Department store John Lewis has moved to quash an allegation in a Jewish freesheet claiming that it was considering a boycott of Israel goods.
The false claim was made in an article in the Jewish News by Mill Hill rabbi Yitzchak Schochet, who called for a boycott of the store, and which John Lewis says has cost it thousands of pounds in cancelled sales.
After a viral email campaign supporting the boycott call, John Lewis has been inundated with emails, letters and complaints from customers, many of whom have cancelled orders. Waitrose, the supermarket chain which is part of the John Lewis group, has also been hit.
Andy Street, John Lewis’s managing director, called the JC “because we want to set the record straight and repair as quickly as possible the damage this has caused to our reputation with the Jewish community and our Partners (the John Lewis staff)”.
Mr Street continued: “The best words for this are that it was most unfortunate it came about in this way. There was literally no story here.

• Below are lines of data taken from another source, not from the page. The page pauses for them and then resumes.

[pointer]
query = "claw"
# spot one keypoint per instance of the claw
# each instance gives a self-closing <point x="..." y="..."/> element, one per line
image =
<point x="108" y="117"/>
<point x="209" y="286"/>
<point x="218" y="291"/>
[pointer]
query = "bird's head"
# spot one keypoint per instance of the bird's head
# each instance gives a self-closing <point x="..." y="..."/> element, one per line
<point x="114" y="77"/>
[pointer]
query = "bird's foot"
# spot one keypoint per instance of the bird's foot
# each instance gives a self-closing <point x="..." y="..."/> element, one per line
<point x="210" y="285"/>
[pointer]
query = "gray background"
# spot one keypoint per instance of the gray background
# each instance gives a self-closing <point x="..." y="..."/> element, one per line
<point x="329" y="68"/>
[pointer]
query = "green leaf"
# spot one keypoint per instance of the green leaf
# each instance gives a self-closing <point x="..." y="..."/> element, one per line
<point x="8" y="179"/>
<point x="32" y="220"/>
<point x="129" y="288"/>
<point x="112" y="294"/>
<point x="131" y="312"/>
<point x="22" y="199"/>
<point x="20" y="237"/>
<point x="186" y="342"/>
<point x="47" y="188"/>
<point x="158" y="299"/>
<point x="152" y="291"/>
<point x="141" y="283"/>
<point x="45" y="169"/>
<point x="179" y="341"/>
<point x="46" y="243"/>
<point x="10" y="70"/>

“John Lewis has always been, and remains, a non-aligned organisation that sources products from all over the world, including Israel. We intend to continue to source products from Israel, and I cannot make it any clearer than that.
“To the best of my knowledge, neither the newspaper nor the rabbi checked before publication with us.
“Both customers and our own partners have been very concerned by what they saw.
“If Jewish community members thought we were considering a boycott, they would feel very strongly about it and that is an alarming thing. In fact, the whole thing has been an unnecessary alarm.”
He said the store had had to publish an internal statement “because I want our Jewish staff to be absolutely confident that we are not doing what we are being accused of. The most important thing right now is that the Jewish community knows the truth”.
The claim appeared in the Jewish News two weeks ago. Totally Jewish, its owner, has issued what it called a “clarification” of the paper’s “Ask The Rabbi” column by Rabbi Schochet.
The rabbi’s advice was based on a memo sent to a John Lewis supplier, asking if any products sold by the company had their origin in Israel.
In his “Ask The Rabbi” column, Rabbi Schochet wrote: “Boycott the boycotters! If two hundred thousand Jews in London would stop buying at John Lewis, my guess is they’ll feel the pinch.”
Mill Hill Synagogue subsequently issued a press release headed “UK Rabbi Triggers Boycott At Major Chain Store” and went to explain what had happened.
Rabbi Schochet, meanwhile, has issued his own clarification about the column. He said: “I am mindful that John Lewis never suggested a boycott on Israeli products whatsoever. I would point out that nowhere in my article did it explicitly state that John Lewis is boycotting Israel.
“But I do question their need to pander to such queries of those customers who suddenly want to know whether they stock Israeli goods. Are they assisting those who are seeking to boycott the purchase of Israeli products — and possibly even the store itself as a result? Is this a reprehensible or weak-willed course of action by the store?”
A John Lewis spokeswoman responded: “Rabbi Schochet has assumed that customer enquiries related only to those who might wish to boycott Israeli-sourced goods.
“He might be interested to know that some enquiries have been from those who wish to proactively support goods from Israel, a point that he appears to have missed.
“Had he taken the trouble of asking before publishing his response, we would have been delighted to confirm this.
“Whenever customers ask questions about anything — including product sourcing — we inform partners who meet customers, and from whom customers expect informed product knowledge.
“There is no question of being proactive with any product sourcing information and certainly not, as the rabbi suggested, to be ‘assisting those who are seeking to boycott the purchase of Israeli products’.”